4 Abfindungen von Sozialleistungsträgern
HI657618
Werden von den Sozialleistungsträgern Abfindungen von Leistungsansprüchen gewährt, sind diese beitragsrechtlich
unerheblich. Solche Abfindungen kommen insbesondere aus Anlass der Wiederheirat einer Witwe (eines Witwers), zur
Abgeltung von Ansprüchen auf Verletztenrenten und zum Erwerb von Grundbesitz eines Dauerwohnrechts usw. in Betracht. Die
Abfindungsvorschriften ergeben sich für die Rentenversicherung aus § 107 SGB VI, für die Unfallversicherung aus den §§ 75 ff.
SGB VII.
[ 1 ] § 9 KSchG.
[ 2 ] BAG, Urteil v. 12.6.2003, 8 AZR 341/02.
[ 3 ] § 10 Abs. 1 KSchG.
[ 4 ] § 10 Abs. 2 KSchG.
[ 5 ] § 9 Abs. 1 KSchG.
[ 6 ] BAG, Urteil v. 12.9.1979, 4 AZR 420/77.
[ 7 ] § 113 BetrVG.
[ 8 ] BAG, Urteil v. 10.5.2007, 2 AZR 45/06.
[ 9 ] BAG, Urteil v. 13.12.2007, 2 AZR 971/06.
[ 10 ] § 1a Abs. 2 KSchG.
[ 11 ] BAG, Urteil v. 13.12.2007, 2 AZR 807/06.
[ 12 ] BAG, Urteil v. 19.6.2007, 1 AZR 340/06.
[ 13 ] BAG, Urteil v. 13.12.2007, 2 AZR 663/06.
[ 14 ] § 39b Abs. 3 Satz 9 EStG.
[ 15 ] BFH, Urteil v. 21.3.1996, BStBl 1996 II S. 416; BFH, Urteil v. 4.3.1998, XI R 46/97, BStBl 1998 II S. 787.
[ 16 ] BFH, Urteil v. 13.10.2015, IX R 46/14, BStBl 2016 II S. 214; BMF, Schreiben v. 4.3.2016, IV C 4 – S
2290/13/10002 :031, BStBl 2016 I S. 277.
[ 17 ] BMF, Schreiben v. 1.11.2013, IV C 4 – S 2223/07/0018 :005, BStBl 2013 I S. 1326.
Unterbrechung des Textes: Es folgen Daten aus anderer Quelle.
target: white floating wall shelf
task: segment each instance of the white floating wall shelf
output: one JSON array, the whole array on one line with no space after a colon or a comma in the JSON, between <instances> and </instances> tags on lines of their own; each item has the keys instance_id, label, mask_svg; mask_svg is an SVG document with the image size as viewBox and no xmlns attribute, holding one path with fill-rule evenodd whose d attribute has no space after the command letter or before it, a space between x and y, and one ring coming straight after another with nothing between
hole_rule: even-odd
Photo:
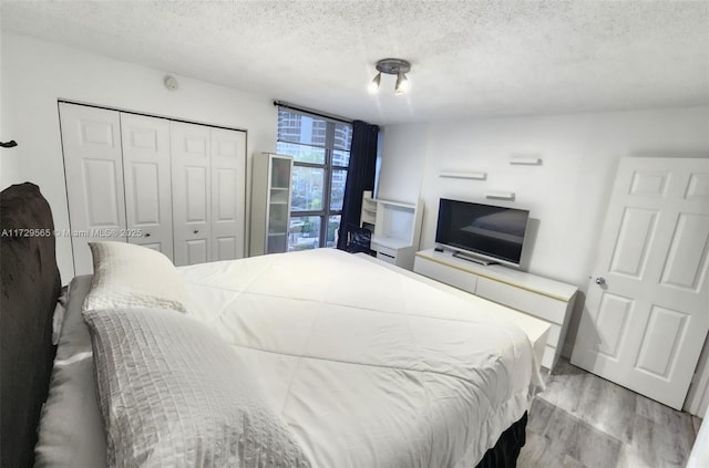
<instances>
[{"instance_id":1,"label":"white floating wall shelf","mask_svg":"<svg viewBox=\"0 0 709 468\"><path fill-rule=\"evenodd\" d=\"M510 158L512 165L523 166L541 166L542 158L538 155L512 155Z\"/></svg>"},{"instance_id":2,"label":"white floating wall shelf","mask_svg":"<svg viewBox=\"0 0 709 468\"><path fill-rule=\"evenodd\" d=\"M487 178L487 173L458 173L454 170L441 170L439 177L446 177L451 179L485 180Z\"/></svg>"},{"instance_id":3,"label":"white floating wall shelf","mask_svg":"<svg viewBox=\"0 0 709 468\"><path fill-rule=\"evenodd\" d=\"M491 200L514 200L514 191L489 191L485 198Z\"/></svg>"}]
</instances>

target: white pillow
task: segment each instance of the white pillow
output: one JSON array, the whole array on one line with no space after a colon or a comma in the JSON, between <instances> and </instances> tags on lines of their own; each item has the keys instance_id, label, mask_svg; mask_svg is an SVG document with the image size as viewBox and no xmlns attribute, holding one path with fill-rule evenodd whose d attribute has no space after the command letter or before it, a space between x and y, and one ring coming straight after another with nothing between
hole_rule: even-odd
<instances>
[{"instance_id":1,"label":"white pillow","mask_svg":"<svg viewBox=\"0 0 709 468\"><path fill-rule=\"evenodd\" d=\"M175 266L163 253L125 242L90 242L91 290L83 311L158 308L186 312L188 294Z\"/></svg>"},{"instance_id":2,"label":"white pillow","mask_svg":"<svg viewBox=\"0 0 709 468\"><path fill-rule=\"evenodd\" d=\"M84 312L109 466L309 467L237 351L164 309Z\"/></svg>"}]
</instances>

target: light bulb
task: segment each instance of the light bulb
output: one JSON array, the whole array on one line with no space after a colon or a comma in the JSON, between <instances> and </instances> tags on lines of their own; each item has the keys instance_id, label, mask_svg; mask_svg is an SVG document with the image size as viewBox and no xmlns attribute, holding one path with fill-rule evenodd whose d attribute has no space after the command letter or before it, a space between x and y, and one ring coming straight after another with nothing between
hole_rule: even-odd
<instances>
[{"instance_id":1,"label":"light bulb","mask_svg":"<svg viewBox=\"0 0 709 468\"><path fill-rule=\"evenodd\" d=\"M397 85L394 87L394 94L405 94L409 91L409 79L403 73L399 72L397 75Z\"/></svg>"},{"instance_id":2,"label":"light bulb","mask_svg":"<svg viewBox=\"0 0 709 468\"><path fill-rule=\"evenodd\" d=\"M369 83L369 86L367 86L367 91L369 91L369 94L379 93L380 83L381 83L381 73L377 73L377 76L374 76L374 80L372 80L371 83Z\"/></svg>"}]
</instances>

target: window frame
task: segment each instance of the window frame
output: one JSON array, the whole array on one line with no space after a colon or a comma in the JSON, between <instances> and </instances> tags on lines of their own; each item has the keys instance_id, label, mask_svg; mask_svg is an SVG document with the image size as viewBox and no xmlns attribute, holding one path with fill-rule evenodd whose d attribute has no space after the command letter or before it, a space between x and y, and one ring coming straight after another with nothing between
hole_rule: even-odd
<instances>
[{"instance_id":1,"label":"window frame","mask_svg":"<svg viewBox=\"0 0 709 468\"><path fill-rule=\"evenodd\" d=\"M287 111L287 112L290 112L290 113L300 114L302 116L321 119L321 121L325 121L325 123L326 123L325 145L317 145L317 144L312 144L312 143L291 142L291 141L288 141L288 139L280 139L278 136L276 137L276 145L278 145L279 143L282 143L282 144L288 144L288 145L299 145L299 146L308 146L308 147L314 147L314 148L322 148L325 150L325 162L322 164L320 164L320 163L298 162L294 157L294 173L296 170L296 167L309 167L309 168L314 168L314 169L322 169L323 170L322 204L321 204L322 208L319 209L319 210L294 210L292 209L292 201L291 201L291 205L289 207L289 215L290 215L290 219L294 219L294 218L306 218L306 217L318 217L318 218L320 218L320 232L318 233L318 248L337 248L337 238L336 238L336 241L335 241L333 246L328 246L327 245L327 237L328 237L328 228L329 228L330 218L333 217L333 216L339 216L340 217L340 225L342 222L342 208L340 208L340 209L331 209L331 205L332 205L332 200L331 200L331 196L332 196L332 177L333 177L336 170L345 170L345 173L346 173L346 184L347 184L347 174L349 174L349 165L348 166L335 165L333 164L335 163L333 155L335 155L335 152L338 150L338 152L346 152L351 157L351 143L352 142L351 142L351 133L350 133L350 142L349 142L350 147L348 149L336 148L335 147L335 134L336 134L337 125L348 125L351 128L352 127L352 123L343 121L343 119L330 118L330 117L327 117L327 116L323 116L323 115L309 113L307 111L301 111L301 110L297 110L297 108L292 108L292 107L281 107L281 106L279 106L278 111L280 112L281 108ZM279 123L280 123L280 121L279 121ZM349 158L348 158L348 162L349 162ZM289 229L290 229L290 226L289 226Z\"/></svg>"}]
</instances>

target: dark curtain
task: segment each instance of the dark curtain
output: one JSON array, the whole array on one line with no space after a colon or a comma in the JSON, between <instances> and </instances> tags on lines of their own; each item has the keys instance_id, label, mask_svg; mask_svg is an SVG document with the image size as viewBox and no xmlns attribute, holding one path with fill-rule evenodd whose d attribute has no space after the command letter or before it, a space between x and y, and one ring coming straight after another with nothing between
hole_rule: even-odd
<instances>
[{"instance_id":1,"label":"dark curtain","mask_svg":"<svg viewBox=\"0 0 709 468\"><path fill-rule=\"evenodd\" d=\"M377 169L377 138L379 126L367 122L352 122L352 145L350 147L350 165L347 171L345 199L342 200L342 219L337 248L347 249L348 232L359 228L362 211L362 194L374 189L374 171Z\"/></svg>"}]
</instances>

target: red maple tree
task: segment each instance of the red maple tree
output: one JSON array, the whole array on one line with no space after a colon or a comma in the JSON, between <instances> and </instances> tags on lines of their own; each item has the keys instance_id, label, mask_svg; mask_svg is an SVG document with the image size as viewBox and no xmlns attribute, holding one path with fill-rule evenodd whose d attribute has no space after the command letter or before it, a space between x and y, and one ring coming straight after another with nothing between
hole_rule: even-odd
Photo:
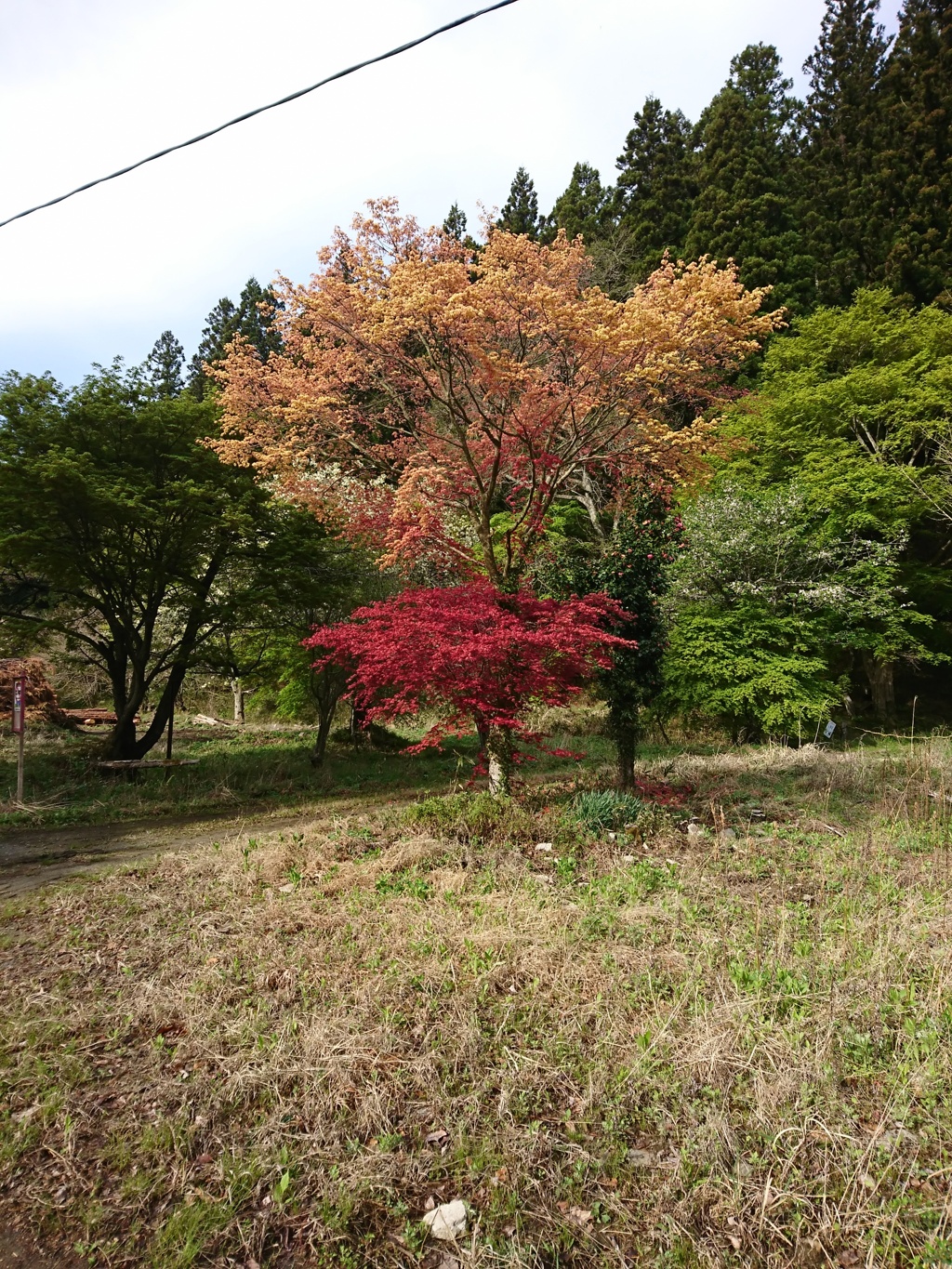
<instances>
[{"instance_id":1,"label":"red maple tree","mask_svg":"<svg viewBox=\"0 0 952 1269\"><path fill-rule=\"evenodd\" d=\"M565 704L611 665L614 647L631 647L607 629L623 617L607 595L557 602L473 581L358 608L306 646L322 654L317 665L350 667L352 698L368 722L439 711L442 721L414 750L475 725L490 789L508 793L517 742L538 741L527 707Z\"/></svg>"}]
</instances>

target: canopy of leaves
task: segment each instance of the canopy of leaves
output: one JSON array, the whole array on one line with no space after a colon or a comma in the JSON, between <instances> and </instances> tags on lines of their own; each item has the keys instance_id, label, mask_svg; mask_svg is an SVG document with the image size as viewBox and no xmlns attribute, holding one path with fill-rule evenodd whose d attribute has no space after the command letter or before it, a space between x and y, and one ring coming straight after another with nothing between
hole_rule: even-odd
<instances>
[{"instance_id":1,"label":"canopy of leaves","mask_svg":"<svg viewBox=\"0 0 952 1269\"><path fill-rule=\"evenodd\" d=\"M904 542L834 538L802 490L726 489L685 513L663 707L735 735L796 733L840 707L852 652L927 657Z\"/></svg>"},{"instance_id":2,"label":"canopy of leaves","mask_svg":"<svg viewBox=\"0 0 952 1269\"><path fill-rule=\"evenodd\" d=\"M889 291L821 308L769 349L757 393L729 416L762 483L798 481L835 536L922 524L932 456L952 419L952 315ZM924 525L923 530L924 530ZM946 547L933 542L937 562Z\"/></svg>"},{"instance_id":3,"label":"canopy of leaves","mask_svg":"<svg viewBox=\"0 0 952 1269\"><path fill-rule=\"evenodd\" d=\"M475 581L405 590L315 631L307 646L350 667L349 690L371 721L438 709L418 749L473 725L531 739L528 706L565 704L609 666L623 641L605 626L621 615L605 595L560 603Z\"/></svg>"},{"instance_id":4,"label":"canopy of leaves","mask_svg":"<svg viewBox=\"0 0 952 1269\"><path fill-rule=\"evenodd\" d=\"M730 269L659 270L625 303L586 287L584 246L494 231L473 258L392 202L287 286L284 352L221 373L230 462L281 477L385 562L512 585L557 499L651 454L729 395L777 324Z\"/></svg>"},{"instance_id":5,"label":"canopy of leaves","mask_svg":"<svg viewBox=\"0 0 952 1269\"><path fill-rule=\"evenodd\" d=\"M248 600L222 582L256 548L267 494L201 444L207 404L157 395L118 362L72 391L8 374L0 420L4 612L61 632L107 673L116 756L141 756L197 648Z\"/></svg>"}]
</instances>

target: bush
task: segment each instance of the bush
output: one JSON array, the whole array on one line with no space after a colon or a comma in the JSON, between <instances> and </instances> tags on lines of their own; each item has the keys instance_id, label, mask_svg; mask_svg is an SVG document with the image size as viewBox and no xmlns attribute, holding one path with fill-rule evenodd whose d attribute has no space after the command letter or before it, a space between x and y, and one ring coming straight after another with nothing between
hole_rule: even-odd
<instances>
[{"instance_id":1,"label":"bush","mask_svg":"<svg viewBox=\"0 0 952 1269\"><path fill-rule=\"evenodd\" d=\"M510 797L449 793L414 802L404 822L458 841L534 841L536 821Z\"/></svg>"},{"instance_id":2,"label":"bush","mask_svg":"<svg viewBox=\"0 0 952 1269\"><path fill-rule=\"evenodd\" d=\"M645 803L631 793L617 793L614 789L592 789L579 793L572 801L570 815L589 832L605 832L608 829L621 829L637 820L645 811Z\"/></svg>"}]
</instances>

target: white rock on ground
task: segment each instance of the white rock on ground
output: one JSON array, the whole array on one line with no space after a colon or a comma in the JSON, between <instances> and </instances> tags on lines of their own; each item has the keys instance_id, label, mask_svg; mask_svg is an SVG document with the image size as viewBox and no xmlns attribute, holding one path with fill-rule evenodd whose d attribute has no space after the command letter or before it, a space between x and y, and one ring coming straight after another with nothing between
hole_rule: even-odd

[ 18 ] S. Lohnsteuer und Beiträge von Abfindungen.
[ 19 ] § 46 Abs. 2 Nr. 8 EStG.
[ 20 ] § 46 Abs. 2 Nr. 5 EStG.
[ 21 ] § 3 Nr. 3 EStG.
[ 22 ] § 3 Nr. 60 EStG.
[ 23 ] Z. B. nach § 9 KSchG und § 10 KSchG.
[ 24 ] BSG, Urteil v. 21.2.1990, 12 RK 65/87.
[ 25 ] S. Lohnsteuer und Beiträge von Abfindungen.
[ 26 ] S. Feststellung der Arbeitnehmereigenschaft bei Einstellung eines Arbeitsnehmers.